Thank you Glenn for all your research on the subject. I saw your video a few years ago and agree with you but I still need to inforce using the hold-down tension devices. It makes me wonder how many requirements in the code were really tested and researched or just made up.

 PA took out the over 20 pages of braced wall design because they said there was no proof of a house in PA of ever having damage because it lacked wall bracing. (I don't mind, it looks too complicated anyway) And also the housing industry has a lot of political power. But that is another story and left us with a hodgepodge of a code from 3 different editions of the IRC put together, and some things made up without a PA edition of the IRC to put it all together in one book.

What ticks me off is when there is no consistency of terms. There shouldn't be many words that mean the same thing. If a porch, deck, landing, category 1 sunroom is the same thing then it should have the same name with a definition. I think balcony is treated different but still no definition..


----------



## Glenn (Jan 13, 2021)

I agree with everything you stated Rick, and I understand that you have to do the job you have to do.  The IRC is definitely one hell of a mess before you even get it to the government.

I am working a lot of proposals to "clean up" things like this in the IRC for 2024. Thanks for the conversation.


----------



## steveray (Jan 14, 2021)

Rick18071 said:


> but it would need to be designed by an professional with a stamp since the code does not have any other prescriptive way in it.


So how do you approve stringers and connections?  Which are not even mentioned in the IRC? Every stair in PA engineered?


----------



## Rick18071 (Jan 15, 2021)

Stringers are joists and use the joist span tables.

R311.5.1 Attachment. Exterior landings, decks, balconies,
stairs and similar facilities shall be positively
anchored to the primary structure to resist both vertical
and lateral forces or shall be designed to be self-supporting.
*Attachment shall not be accomplished by use of toenails
or nails subject to withdrawal.*

R502.6 Bearing. The ends of each joist, beam or girder shall
have not less than 11/2 inches (38 mm) of bearing on wood or
metal and not less than 3 inches (76 mm) on masonry or concrete
except where supported on a 1-inch by 4-inch (25 mm
by 102 mm) ribbon strip and nailed to the adjacent stud or by
the use of approved joist hangers. The bearing on masonry or
concrete shall be direct, or a sill plate of 2-inch-minimum (51
mm) nominal thickness shall be provided under the joist,
beam or girder. The sill plate shall provide a minimum nominal
bearing area of 48 square inches (30 865 square mm).
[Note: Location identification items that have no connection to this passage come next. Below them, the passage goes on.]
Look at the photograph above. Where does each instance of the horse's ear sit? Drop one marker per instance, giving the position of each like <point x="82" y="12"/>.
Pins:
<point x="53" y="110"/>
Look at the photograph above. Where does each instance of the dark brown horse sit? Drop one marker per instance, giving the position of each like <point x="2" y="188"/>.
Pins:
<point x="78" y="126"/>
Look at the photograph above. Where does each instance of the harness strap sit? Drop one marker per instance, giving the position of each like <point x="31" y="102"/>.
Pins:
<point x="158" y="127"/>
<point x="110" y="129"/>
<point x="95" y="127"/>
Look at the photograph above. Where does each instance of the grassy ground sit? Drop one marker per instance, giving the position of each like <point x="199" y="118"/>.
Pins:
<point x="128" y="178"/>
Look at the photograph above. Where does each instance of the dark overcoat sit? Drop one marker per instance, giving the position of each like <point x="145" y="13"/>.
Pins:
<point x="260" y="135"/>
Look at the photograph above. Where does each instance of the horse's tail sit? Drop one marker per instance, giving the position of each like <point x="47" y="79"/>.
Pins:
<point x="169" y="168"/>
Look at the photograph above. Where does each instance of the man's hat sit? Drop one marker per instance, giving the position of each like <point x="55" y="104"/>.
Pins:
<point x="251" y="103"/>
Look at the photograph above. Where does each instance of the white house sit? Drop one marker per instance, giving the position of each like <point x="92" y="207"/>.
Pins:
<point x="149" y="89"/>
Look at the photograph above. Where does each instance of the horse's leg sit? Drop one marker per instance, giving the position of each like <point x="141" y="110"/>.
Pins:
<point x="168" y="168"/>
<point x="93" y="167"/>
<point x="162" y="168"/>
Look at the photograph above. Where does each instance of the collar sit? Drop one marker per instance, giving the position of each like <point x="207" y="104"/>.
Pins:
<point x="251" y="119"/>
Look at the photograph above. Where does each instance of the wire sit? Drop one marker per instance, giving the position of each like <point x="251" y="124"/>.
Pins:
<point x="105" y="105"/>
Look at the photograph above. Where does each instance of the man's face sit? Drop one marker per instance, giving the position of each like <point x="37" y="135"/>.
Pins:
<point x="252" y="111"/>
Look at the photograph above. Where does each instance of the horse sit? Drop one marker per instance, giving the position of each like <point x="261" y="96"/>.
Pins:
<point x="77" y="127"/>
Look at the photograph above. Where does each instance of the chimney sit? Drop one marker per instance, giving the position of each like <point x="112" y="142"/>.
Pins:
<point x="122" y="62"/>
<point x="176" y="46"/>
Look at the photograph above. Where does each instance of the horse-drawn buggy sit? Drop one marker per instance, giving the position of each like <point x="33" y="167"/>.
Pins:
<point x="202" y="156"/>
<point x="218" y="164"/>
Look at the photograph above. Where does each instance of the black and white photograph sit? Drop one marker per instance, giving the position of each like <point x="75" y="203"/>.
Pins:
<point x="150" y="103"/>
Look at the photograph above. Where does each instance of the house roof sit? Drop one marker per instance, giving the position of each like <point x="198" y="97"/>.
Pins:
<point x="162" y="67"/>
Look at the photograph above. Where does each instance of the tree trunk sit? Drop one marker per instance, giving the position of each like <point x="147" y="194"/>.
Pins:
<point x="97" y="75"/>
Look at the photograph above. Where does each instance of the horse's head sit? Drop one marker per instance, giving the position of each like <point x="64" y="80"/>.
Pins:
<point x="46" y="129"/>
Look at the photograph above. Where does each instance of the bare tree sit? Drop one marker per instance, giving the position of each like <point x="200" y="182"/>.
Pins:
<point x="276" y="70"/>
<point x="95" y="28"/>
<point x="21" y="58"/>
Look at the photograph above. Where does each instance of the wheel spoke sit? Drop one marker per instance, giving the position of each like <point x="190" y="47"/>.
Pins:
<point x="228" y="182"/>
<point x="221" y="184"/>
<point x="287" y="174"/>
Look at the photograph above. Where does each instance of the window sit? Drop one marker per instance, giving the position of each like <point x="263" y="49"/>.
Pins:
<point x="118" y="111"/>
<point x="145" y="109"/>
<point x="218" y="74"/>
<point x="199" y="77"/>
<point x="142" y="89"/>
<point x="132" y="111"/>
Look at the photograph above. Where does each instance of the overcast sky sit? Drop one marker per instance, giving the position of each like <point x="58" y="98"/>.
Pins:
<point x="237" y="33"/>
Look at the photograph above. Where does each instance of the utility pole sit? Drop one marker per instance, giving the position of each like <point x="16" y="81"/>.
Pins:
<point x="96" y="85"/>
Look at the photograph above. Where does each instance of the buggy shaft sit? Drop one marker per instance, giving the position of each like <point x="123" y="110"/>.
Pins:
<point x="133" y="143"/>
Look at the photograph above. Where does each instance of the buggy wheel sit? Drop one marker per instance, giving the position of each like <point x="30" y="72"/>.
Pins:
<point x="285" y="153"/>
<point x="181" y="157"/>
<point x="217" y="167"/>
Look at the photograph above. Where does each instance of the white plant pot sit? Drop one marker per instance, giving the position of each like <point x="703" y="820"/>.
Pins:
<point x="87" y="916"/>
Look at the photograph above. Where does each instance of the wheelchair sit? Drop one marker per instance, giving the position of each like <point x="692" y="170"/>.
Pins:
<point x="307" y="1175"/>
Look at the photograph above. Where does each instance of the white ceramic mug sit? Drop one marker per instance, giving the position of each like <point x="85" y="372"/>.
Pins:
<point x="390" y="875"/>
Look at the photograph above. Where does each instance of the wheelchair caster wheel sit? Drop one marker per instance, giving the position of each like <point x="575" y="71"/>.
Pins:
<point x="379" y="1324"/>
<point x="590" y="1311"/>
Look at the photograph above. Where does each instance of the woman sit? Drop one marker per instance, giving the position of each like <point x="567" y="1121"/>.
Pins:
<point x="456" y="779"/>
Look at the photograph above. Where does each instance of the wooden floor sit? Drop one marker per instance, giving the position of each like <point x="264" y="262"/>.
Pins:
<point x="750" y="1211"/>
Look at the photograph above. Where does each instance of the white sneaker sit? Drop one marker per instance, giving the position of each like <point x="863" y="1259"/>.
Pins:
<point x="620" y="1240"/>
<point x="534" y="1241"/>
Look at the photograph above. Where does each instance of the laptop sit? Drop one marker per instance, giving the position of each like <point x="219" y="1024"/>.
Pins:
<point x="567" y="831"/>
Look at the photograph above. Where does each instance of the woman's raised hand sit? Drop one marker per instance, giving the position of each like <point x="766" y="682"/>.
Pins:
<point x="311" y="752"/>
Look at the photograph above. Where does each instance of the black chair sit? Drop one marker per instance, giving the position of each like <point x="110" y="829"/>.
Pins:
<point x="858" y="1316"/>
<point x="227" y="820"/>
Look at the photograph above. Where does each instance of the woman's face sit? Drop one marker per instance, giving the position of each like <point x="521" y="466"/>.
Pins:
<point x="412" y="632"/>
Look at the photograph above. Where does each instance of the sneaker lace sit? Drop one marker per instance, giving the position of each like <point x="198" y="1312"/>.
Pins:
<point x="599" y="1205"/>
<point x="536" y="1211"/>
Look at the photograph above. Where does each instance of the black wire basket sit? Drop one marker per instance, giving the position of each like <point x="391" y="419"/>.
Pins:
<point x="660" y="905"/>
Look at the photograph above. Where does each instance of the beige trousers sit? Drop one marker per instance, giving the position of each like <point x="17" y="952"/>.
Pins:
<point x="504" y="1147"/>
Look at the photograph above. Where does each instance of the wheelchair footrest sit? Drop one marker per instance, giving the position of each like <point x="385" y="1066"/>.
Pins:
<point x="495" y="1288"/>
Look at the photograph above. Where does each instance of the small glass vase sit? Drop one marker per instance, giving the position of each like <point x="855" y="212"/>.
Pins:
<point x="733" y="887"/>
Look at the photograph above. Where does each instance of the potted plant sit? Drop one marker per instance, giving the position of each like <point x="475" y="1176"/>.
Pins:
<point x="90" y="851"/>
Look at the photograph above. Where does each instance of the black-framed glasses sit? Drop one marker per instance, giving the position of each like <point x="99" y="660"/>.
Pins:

R502.6.2 Joist framing. Joists framing into the side of a
wood girder shall be supported by approved framing
anchors or on ledger strips not less than nominal 2 inches
by 2 inches (51 mm by 51 mm)


----------



## steveray (Jan 15, 2021)

No.....Because you can't notch a joist enough to make it a stringer....And I don't know that I would buy joist bearing being the same as a stringer which is more like a R802.3 rafter connection...Not really knocking what you guys do, just maybe pushing the envelope of "accepted engineering practice" vs. sealed by an engineer....


----------



## ADAguy (Jan 15, 2021)

Good stuff, keep him in line for his own safety


----------



## Rick18071 (Jan 15, 2021)

If they just need a 2x6 per the span tables but they use a 2x12 and notch it for a stringer there is still enough wood left that is not notched to be a 2x6. i wouldn't be any different then nailing triangle shapes of wood onto the edge of a 2x6. This is what I was taught in IRC classes long ago.
You measure the span horizontally like you do rafters.

For something we see in every house and deck I wish the code book would be more specific about stringer construction.


----------



## steveray (Jan 15, 2021)

Absolutely a hole in the code, ripping structural lumber is also not allowed by most if not all grading/ wood manufacturers..So it is not really just like a 2x6:




"American Softwoods Standard" DOC PS 20-99
Section 7.3.7:
"Remanufacture (ripped, resawn, or surfaced) of graded or grade marked lumber negates the grade or grade mark and the design values of the original product"


----------



## Rick18071 (Jan 15, 2021)

OK so how do you approve stair stringer spans?


----------



## Glenn (Jan 18, 2021)

This is an incredibly difficult subject to tackle, as there are many of us that have been trying to figure it out for a long time.  The problem tops out at the modification of graded lumber.  There is no way to field cut graded lumber for structural use without an evaluation of the remaining lumber.  That evaluation is very difficult to "simplify" in the IRC without undercutting the long-established grading process.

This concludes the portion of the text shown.